Hiçbir sınavı kazanıp gelmemişti ama olsun, oturduğu
koltuğun hakkını vermeliydi. Çünkü hak etmeliydi her şeyden önce. Bunun için
müdür olduğu ilçeye gitti göreve başlamak için sabah tam 08.00’de. Çünkü mesai
08.00’de başlıyordu. Yerine geldiği müdür ise daha ayrılmamış, personeli ile
vedalaşmamıştı. Sabık müdür, “Sayın hocam, bir toparlanayım, personelimle bir
toplantı yapıp vedalaşayım, bana akşama kadar biraz müsaade etseniz” deyince
sevinci kursağında kalır. Halbuki ne de sevinmiş ve erkenden koltuğa oturup,
ilk günün heyecanını atacaktı. Neyse şurada akşama ne kaldı? Gider, dolaşır
gelirim, bugünlük boş geçirmişliğimi sonra telafi ederim” düşüncesiyle koltuğa
oturmayı erteler.
Bir gün, bir gün diyerek aynı gün göreve başlar. Ertesi gün
emrindeki okul müdürlerine “Yapacağınız projeleri, hedeflerinizi yazıp, bir
fotoğrafınızı ekleyerek doldurun ve yarınki toplantıya gelirken elden teslim
ediniz” şeklinde bir format gönderir. Formatörlükten edindiği ve bolca
kullandığı slaytını açarak toplantısını ‘Bismillah’ diyerek başlatır. Klasik
başlangıçları sevmediğini, formaliteyi sevmediğini bir bir sayar, bolca ayet ve
hadis okur. Yerinde kalıp kalmayacağı belli olmayan okul müdürleri proje olarak
neler yazdı bilinmez ama kendisi ilk toplantısında bir hedef koymuştu: “…..’den
dünyaya.” Yani görevlendirildiği ilçeden dünyaya açılmayı hedefliyordu.

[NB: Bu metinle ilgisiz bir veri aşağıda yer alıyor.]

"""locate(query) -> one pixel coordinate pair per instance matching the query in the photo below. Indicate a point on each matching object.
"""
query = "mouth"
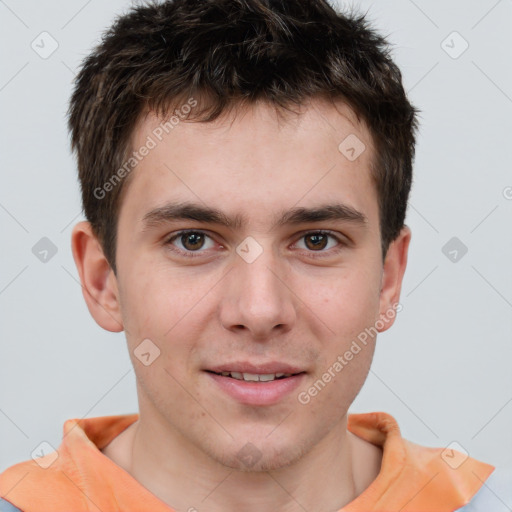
(255, 377)
(258, 386)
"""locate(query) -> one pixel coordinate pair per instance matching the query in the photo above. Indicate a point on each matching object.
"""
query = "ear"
(99, 284)
(391, 281)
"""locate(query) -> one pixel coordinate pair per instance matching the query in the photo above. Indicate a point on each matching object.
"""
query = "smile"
(254, 377)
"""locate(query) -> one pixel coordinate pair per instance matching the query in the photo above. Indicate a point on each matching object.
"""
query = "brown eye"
(316, 241)
(192, 241)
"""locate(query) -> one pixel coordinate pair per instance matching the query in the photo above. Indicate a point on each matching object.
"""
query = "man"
(245, 167)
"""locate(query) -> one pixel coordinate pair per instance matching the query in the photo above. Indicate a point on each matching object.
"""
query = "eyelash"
(194, 254)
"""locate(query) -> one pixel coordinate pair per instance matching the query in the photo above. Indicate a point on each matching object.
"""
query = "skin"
(285, 306)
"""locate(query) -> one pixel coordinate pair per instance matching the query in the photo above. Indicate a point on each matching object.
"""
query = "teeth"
(253, 377)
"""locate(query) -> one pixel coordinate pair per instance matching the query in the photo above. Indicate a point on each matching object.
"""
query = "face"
(279, 271)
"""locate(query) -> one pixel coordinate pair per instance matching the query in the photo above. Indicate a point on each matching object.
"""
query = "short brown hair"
(236, 51)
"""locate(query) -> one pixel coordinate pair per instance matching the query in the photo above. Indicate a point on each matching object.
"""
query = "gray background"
(443, 370)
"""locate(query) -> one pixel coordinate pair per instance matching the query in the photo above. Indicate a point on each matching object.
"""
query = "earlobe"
(392, 276)
(99, 284)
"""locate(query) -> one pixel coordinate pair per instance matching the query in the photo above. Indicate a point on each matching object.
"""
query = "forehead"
(254, 161)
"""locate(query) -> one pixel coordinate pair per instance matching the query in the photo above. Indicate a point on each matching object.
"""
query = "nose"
(257, 299)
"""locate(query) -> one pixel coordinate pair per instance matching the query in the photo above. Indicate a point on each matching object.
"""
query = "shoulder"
(495, 494)
(28, 482)
(7, 506)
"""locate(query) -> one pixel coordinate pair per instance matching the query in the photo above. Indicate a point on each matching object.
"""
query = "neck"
(326, 478)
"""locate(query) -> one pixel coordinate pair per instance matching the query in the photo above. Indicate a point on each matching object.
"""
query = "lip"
(257, 393)
(264, 368)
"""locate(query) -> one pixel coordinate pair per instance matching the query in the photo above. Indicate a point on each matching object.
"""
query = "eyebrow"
(192, 211)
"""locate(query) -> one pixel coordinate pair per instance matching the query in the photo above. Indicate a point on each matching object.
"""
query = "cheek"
(348, 302)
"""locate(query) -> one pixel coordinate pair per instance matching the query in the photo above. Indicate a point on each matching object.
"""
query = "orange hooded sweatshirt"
(78, 477)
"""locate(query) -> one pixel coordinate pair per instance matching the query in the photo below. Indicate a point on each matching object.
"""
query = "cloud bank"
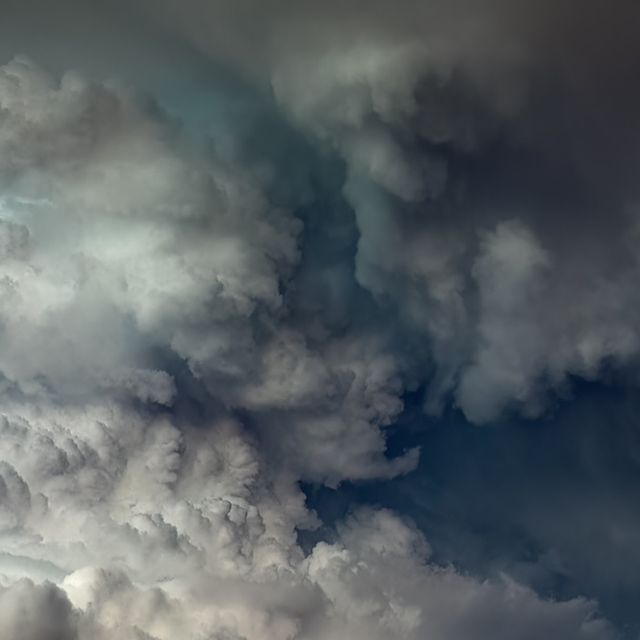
(195, 319)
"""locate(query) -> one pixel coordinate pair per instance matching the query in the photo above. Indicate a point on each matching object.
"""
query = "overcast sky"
(318, 320)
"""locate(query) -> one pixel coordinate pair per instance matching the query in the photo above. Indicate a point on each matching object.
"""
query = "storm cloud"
(234, 240)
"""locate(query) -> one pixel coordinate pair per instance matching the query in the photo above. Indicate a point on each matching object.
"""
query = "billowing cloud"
(198, 313)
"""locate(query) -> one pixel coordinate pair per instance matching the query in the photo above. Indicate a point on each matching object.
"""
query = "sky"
(319, 320)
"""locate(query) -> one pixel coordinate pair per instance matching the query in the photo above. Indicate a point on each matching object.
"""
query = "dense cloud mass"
(233, 239)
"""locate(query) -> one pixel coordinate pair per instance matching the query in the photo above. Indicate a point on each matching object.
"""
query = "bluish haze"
(319, 320)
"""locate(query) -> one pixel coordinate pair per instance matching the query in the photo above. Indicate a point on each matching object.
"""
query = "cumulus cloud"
(191, 325)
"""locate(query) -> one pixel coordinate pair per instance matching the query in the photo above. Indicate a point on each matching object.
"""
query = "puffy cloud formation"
(194, 324)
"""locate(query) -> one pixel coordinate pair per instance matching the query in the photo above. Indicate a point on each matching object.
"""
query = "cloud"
(194, 322)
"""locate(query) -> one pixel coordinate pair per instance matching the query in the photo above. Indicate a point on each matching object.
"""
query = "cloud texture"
(197, 317)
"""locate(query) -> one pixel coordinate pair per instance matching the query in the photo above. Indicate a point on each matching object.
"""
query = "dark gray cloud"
(214, 295)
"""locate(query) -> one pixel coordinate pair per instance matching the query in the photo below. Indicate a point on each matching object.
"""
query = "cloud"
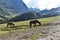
(42, 4)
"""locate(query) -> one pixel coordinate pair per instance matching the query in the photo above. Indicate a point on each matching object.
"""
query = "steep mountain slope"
(11, 8)
(26, 16)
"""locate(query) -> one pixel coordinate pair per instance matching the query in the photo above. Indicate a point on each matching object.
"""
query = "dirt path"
(54, 33)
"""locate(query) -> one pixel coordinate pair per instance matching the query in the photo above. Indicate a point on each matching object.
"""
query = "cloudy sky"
(42, 4)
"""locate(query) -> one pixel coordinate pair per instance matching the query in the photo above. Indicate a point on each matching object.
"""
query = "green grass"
(22, 25)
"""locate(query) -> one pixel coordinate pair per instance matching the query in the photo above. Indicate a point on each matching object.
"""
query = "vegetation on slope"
(23, 26)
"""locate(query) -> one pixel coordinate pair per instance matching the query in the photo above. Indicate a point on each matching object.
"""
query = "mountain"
(34, 9)
(11, 8)
(26, 16)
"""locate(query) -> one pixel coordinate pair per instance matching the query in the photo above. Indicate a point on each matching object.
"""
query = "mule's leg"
(30, 25)
(7, 25)
(39, 23)
(34, 24)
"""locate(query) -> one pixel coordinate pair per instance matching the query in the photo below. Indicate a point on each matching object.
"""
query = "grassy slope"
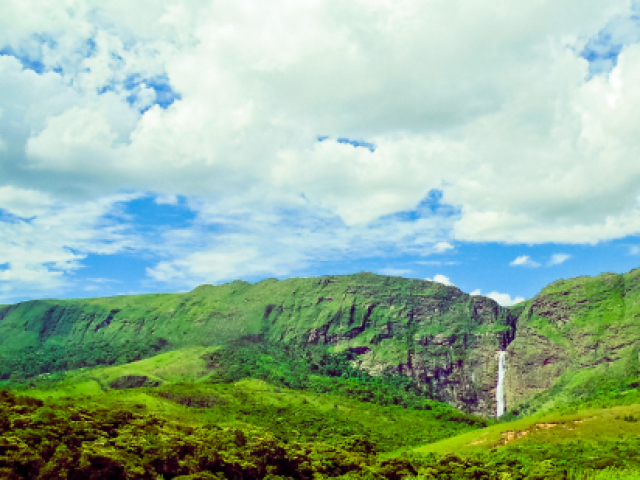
(292, 415)
(591, 332)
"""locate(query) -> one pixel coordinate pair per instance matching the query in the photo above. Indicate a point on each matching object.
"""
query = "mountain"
(443, 340)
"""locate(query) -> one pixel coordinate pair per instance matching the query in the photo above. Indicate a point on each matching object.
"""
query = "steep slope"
(575, 336)
(446, 340)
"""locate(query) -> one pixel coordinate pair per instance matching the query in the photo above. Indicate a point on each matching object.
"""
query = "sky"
(155, 145)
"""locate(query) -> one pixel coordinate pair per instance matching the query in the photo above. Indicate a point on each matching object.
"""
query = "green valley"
(358, 376)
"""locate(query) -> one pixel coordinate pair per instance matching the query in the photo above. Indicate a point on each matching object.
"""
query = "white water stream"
(502, 369)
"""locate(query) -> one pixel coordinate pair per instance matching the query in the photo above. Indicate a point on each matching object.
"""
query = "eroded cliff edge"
(444, 339)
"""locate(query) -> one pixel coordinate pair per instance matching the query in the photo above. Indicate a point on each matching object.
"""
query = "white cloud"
(395, 272)
(442, 247)
(41, 254)
(22, 202)
(223, 245)
(559, 258)
(524, 261)
(496, 111)
(503, 299)
(441, 279)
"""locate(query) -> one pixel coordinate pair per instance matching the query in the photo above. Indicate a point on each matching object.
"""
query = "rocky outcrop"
(444, 339)
(576, 324)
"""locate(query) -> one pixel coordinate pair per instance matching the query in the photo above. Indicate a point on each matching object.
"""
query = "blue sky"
(156, 145)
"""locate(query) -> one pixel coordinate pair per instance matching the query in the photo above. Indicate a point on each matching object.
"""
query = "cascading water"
(502, 369)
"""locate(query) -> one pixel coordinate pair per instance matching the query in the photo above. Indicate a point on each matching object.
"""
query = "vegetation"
(308, 379)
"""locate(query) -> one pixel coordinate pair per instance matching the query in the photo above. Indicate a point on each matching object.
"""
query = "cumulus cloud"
(40, 254)
(498, 111)
(395, 272)
(524, 261)
(559, 258)
(503, 299)
(441, 279)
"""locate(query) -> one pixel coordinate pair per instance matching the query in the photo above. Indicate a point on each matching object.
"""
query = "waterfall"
(502, 369)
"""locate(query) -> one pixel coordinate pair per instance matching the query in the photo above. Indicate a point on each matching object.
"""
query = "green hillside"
(442, 339)
(358, 376)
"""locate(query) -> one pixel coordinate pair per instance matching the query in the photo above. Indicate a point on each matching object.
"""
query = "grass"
(590, 424)
(290, 414)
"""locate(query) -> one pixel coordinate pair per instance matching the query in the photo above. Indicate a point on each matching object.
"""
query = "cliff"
(445, 340)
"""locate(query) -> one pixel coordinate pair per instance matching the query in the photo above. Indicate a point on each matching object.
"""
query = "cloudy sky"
(154, 145)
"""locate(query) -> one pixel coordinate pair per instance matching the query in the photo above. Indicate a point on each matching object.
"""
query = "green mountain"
(331, 377)
(442, 340)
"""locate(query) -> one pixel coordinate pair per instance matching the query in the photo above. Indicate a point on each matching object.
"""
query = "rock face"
(573, 325)
(444, 339)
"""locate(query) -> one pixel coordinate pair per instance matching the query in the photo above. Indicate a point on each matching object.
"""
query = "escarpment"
(447, 341)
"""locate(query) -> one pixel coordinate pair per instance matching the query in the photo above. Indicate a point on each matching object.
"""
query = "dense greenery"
(51, 358)
(48, 440)
(315, 369)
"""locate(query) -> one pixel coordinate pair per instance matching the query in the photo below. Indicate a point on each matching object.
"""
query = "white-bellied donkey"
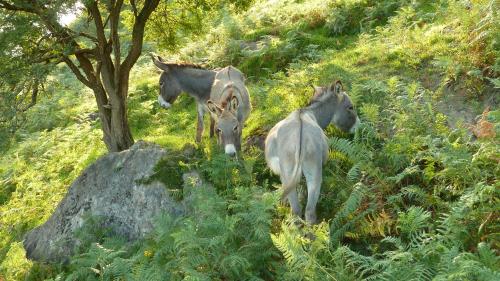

Müdürlerin getirdiği projeleri ne kadar okudu, kaçı hoşuna
gitti bilinmez ama bir iki ay içerisinde kanunun kendisine verdiği yetkiye
dayanarak 7-8 müdürün dışında tüm müdürleri eledi. Belli ki projelerini
beğenmemişti. Sonra akıl hocalarının verdiği listeye göre çalışacağı müdürleri yeniden
seçip göreve başlattı. Her şey planlandığından hızlı gidiyordu. Çünkü
hazırlıklıydı. Kendisine verilen emir erliği görevini yanındaki iki yaveri,
pardon yardımcısıyla beraber layıkıyla yapmıştı. Kimini başarısız, kimini
paralelci bilmem ne diyerek eledi. Bu kadar kişinin kellesini aldı, ah bir de
kadrosu verilseydi. Ama o da gelecekti bir gün. Az sabır göstermek gerekiyordu.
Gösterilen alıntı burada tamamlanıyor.